O presidente dos Estados Unidos, Donald Trump, defendeu nesta quarta-feira (17) o acordo firmado entre Washington e o Irã. Durante seu discurso de encerramento na cúpula do G7, realizada na França, o líder americano afirmou que a medida é essencial para evitar instabilidades financeiras globais.

“Então, a única coisa que eu não queria ver era uma catástrofe econômica. Se tivéssemos continuado com isso, poderia ter acontecido”, declarou Trump a repórteres, referindo-se aos riscos de manter o estado de conflito.

Um dos pontos centrais da discussão é a compensação financeira ao governo iraniano. Trump afirmou que o Irã poderá ter acesso a um fundo de US$ 300 bilhões, mas ressaltou que isso só ocorrerá se o país “se comportar”.

“São apenas 300 milhões de dólares. E só se eles estiverem fazendo as coisas direito. Lembrem-se disso. Além disso, quando se fala em bilhões de dólares, eles tiveram muito mais de um trilhão de dólares em prejuízos. Serão necessários de 15 a 20 anos para reconstruir o que eles têm agora. Portanto, eles têm que se comportar. Se não estiverem se comportando, serão atingidos novamente”, afirmou o presidente.

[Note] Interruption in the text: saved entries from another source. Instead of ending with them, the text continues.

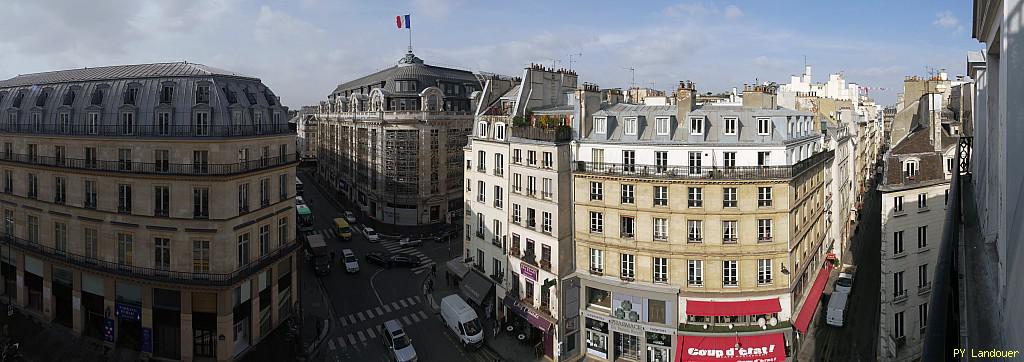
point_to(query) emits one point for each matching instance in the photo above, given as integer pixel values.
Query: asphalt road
(365, 300)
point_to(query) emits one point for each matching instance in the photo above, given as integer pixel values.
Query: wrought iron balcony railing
(131, 131)
(153, 168)
(218, 279)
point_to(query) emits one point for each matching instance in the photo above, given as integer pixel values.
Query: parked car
(372, 235)
(396, 343)
(379, 258)
(409, 242)
(402, 260)
(351, 263)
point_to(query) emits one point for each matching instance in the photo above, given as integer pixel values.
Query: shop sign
(527, 271)
(128, 312)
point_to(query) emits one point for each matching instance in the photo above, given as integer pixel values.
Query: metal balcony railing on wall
(153, 168)
(148, 130)
(217, 279)
(942, 331)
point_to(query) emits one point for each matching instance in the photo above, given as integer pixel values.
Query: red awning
(740, 308)
(813, 296)
(762, 348)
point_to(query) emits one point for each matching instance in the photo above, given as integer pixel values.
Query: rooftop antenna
(570, 59)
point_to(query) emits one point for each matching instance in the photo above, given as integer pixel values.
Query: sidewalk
(497, 348)
(386, 230)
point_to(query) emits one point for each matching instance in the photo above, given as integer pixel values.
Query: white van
(462, 320)
(836, 312)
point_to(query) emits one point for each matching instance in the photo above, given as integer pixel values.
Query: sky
(302, 49)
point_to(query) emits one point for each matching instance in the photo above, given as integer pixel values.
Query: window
(728, 196)
(596, 222)
(660, 270)
(764, 196)
(660, 162)
(628, 266)
(764, 271)
(662, 126)
(600, 125)
(660, 195)
(660, 229)
(162, 254)
(627, 226)
(596, 260)
(729, 273)
(596, 190)
(764, 127)
(696, 127)
(627, 194)
(90, 194)
(244, 197)
(201, 256)
(264, 239)
(729, 159)
(162, 200)
(764, 230)
(124, 198)
(729, 229)
(243, 251)
(201, 202)
(125, 245)
(730, 126)
(694, 273)
(694, 231)
(694, 197)
(630, 126)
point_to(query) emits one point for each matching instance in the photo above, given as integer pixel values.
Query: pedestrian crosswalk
(358, 337)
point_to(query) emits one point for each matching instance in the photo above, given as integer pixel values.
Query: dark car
(380, 259)
(402, 260)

Do ponto de vista da política monetária e do câmbio, Trump mencionou que os Estados Unidos detêm valores pertencentes ao Irã que precisarão ser devolvidos. Segundo ele, a não devolução desses ativos poderia gerar um risco sistêmico, fazendo com que outros países deixassem de investir no dólar americano, a principal moeda de reserva global.

De acordo com informações da CNN Internacional, o acordo para o fim da guerra no Oriente Médio possui 14 pontos principais. Entre as garantias, Teerã se compromete a nunca desenvolver armas nucleares. Em contrapartida, os EUA preveem a derrubada de sanções econômicas e a liberação de ativos congelados.

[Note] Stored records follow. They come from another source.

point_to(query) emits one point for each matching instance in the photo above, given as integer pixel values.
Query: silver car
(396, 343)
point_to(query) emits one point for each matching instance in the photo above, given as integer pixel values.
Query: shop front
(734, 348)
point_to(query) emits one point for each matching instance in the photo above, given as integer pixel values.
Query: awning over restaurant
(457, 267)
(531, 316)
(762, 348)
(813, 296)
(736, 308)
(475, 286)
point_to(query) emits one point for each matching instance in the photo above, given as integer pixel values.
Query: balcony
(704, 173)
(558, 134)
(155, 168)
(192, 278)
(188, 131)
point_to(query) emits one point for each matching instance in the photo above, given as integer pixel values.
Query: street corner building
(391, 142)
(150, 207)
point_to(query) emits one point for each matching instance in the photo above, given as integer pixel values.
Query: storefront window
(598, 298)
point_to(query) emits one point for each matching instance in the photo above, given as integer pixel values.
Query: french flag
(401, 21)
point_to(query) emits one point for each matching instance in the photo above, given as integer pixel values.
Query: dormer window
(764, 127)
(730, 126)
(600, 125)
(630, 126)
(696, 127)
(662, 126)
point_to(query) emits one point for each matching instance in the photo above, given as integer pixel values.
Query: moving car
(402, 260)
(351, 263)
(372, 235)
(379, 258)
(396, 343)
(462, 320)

Outro ponto crucial para a economia global é a reabertura do Estreito de Ormuz, rota vital para o transporte de petróleo, que havia sido bloqueada pelo Irã. O acordo prevê que o tráfego de navios retorne aos níveis pré-guerra em até 30 dias.

O texto também autoriza o Irã a comercializar petróleo e produtos petroquímicos, com isenções emitidas pelo Departamento do Tesouro dos EUA para serviços bancários, de seguros e transporte. O acordo foi assinado virtualmente no fim de semana e terá uma cerimônia presencial nesta sexta-feira (19), em Genebra, na Suíça.